The beer can burger is back! This time the monster half pound beef burger is sharing the stage with chorizo. Stuffed full of beer braised onions and peppers, topped with manchego cheese and sitting atop fresh made guacamole, there’s no room for disappointment!
Chorizo Beer Can Burger
- 1 lb 80/20 ground beef
- 1 lb chorizo
- 1/4 cup cotija cheese, crumbled
- Cattleman’s Grill 8 Second Ride Carne Asada Seasoning
- 4 slices bacon
- 1 (12 oz) Modelo (or other Mexican) beer
- 2 anaheims, stemmed, seeded, sliced
- 1 jalapeño, stemmed, seeded, sliced
- 2 cloves garlic, minced
- 1 cup manchego cheese, grated
- 4 ciabatta buns
- Holmes Made Marty’s Green Chile Salsa
- iceberg lettuce, shredded
Purchase Items in this Recipe
Heat a Lodge 12” cast iron skillet over medium-high heat. Add the sliced onions and poblanos to the pan, along with the beer. Season with Cattleman’s Grill 8 Second Ride Carne Asada Seasoning. Simmer until the onions and peppers are just softened (not too soft), about 8-10 minutes. Taste and adjust seasonings, as needed.

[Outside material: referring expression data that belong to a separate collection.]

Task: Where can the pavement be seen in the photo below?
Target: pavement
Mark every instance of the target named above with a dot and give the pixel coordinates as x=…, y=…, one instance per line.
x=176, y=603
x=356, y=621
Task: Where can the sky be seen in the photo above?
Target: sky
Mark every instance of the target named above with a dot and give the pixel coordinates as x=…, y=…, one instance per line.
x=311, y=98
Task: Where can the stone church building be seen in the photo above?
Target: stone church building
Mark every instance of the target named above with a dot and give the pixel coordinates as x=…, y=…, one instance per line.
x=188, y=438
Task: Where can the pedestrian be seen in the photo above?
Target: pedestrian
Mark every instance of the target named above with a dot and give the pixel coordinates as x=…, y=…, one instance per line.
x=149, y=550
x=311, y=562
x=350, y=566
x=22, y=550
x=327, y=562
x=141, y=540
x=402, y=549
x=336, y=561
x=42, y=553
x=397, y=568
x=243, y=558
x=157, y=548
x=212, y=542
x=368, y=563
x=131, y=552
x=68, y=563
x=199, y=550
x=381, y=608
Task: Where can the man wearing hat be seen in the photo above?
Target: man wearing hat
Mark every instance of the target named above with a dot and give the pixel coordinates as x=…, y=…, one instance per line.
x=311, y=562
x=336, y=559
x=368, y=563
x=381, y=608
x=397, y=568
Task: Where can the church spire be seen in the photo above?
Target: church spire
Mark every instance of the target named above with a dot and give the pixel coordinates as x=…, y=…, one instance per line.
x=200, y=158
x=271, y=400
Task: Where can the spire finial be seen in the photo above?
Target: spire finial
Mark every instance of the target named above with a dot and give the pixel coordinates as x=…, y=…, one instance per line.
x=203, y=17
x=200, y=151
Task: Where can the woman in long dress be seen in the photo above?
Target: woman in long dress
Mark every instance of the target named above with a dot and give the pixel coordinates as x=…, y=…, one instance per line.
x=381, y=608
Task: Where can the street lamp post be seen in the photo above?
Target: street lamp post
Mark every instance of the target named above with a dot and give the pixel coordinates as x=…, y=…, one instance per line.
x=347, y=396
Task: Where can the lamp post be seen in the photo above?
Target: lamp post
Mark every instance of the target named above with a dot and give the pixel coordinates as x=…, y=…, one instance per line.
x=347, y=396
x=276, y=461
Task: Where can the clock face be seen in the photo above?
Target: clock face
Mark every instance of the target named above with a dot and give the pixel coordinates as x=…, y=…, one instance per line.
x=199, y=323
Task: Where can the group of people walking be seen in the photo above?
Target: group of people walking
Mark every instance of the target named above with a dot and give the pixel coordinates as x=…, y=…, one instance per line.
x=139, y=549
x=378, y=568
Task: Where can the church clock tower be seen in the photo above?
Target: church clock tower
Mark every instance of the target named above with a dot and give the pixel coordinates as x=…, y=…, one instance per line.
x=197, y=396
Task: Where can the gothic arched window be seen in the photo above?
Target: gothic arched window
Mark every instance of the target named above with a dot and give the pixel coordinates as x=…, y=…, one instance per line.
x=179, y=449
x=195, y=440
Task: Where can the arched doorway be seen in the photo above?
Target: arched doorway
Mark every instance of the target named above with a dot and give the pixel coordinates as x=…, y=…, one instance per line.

Preheat your Yoder Smokers YS640 pellet grill to 275ºF. Mix together the beef, chorizo and cotija. Form the meat into (1/2 lb) balls. Press a beer can into the center of the ball and form a sort of bowl around the bottom of the can. Remove the can from the meat. Season the beef with Cattleman’s Grill 8 Second Ride Carne Asada Seasoning and salt. Wrap side walls of the bowl with the slices of bacon.
Add the fillings to the inside of the “bowl.” Top with the grated manchego.
Smoke the burger until the internal temperature reaches 140ºF, about 1 hour. Turn the temperature up to 500ºF and continue cooking until the internal temperature reaches 160ºF. While the burger smokes you can toast your ciabatta buns. Serve the burger dressed with the guacamole, Holmes Made Marty’s Green Chile Salsa and lettuce.
The patties are formed around the beer can (hence the name), to create an edible bowl that’s ready to hold whatever fillings tickle your fancy!
Make sure when your beer braise the onions and peppers that you don’t take them too far. They are going to spend time in the smoker, and can finish the cooking process on the grill.
Assembled and topped with grated manchego. Ready for the smoker!
After soaking up the smoke at 275ºF, the grill is cranked up to help crisp the bacon.
After the grill, it’s just finishing touches!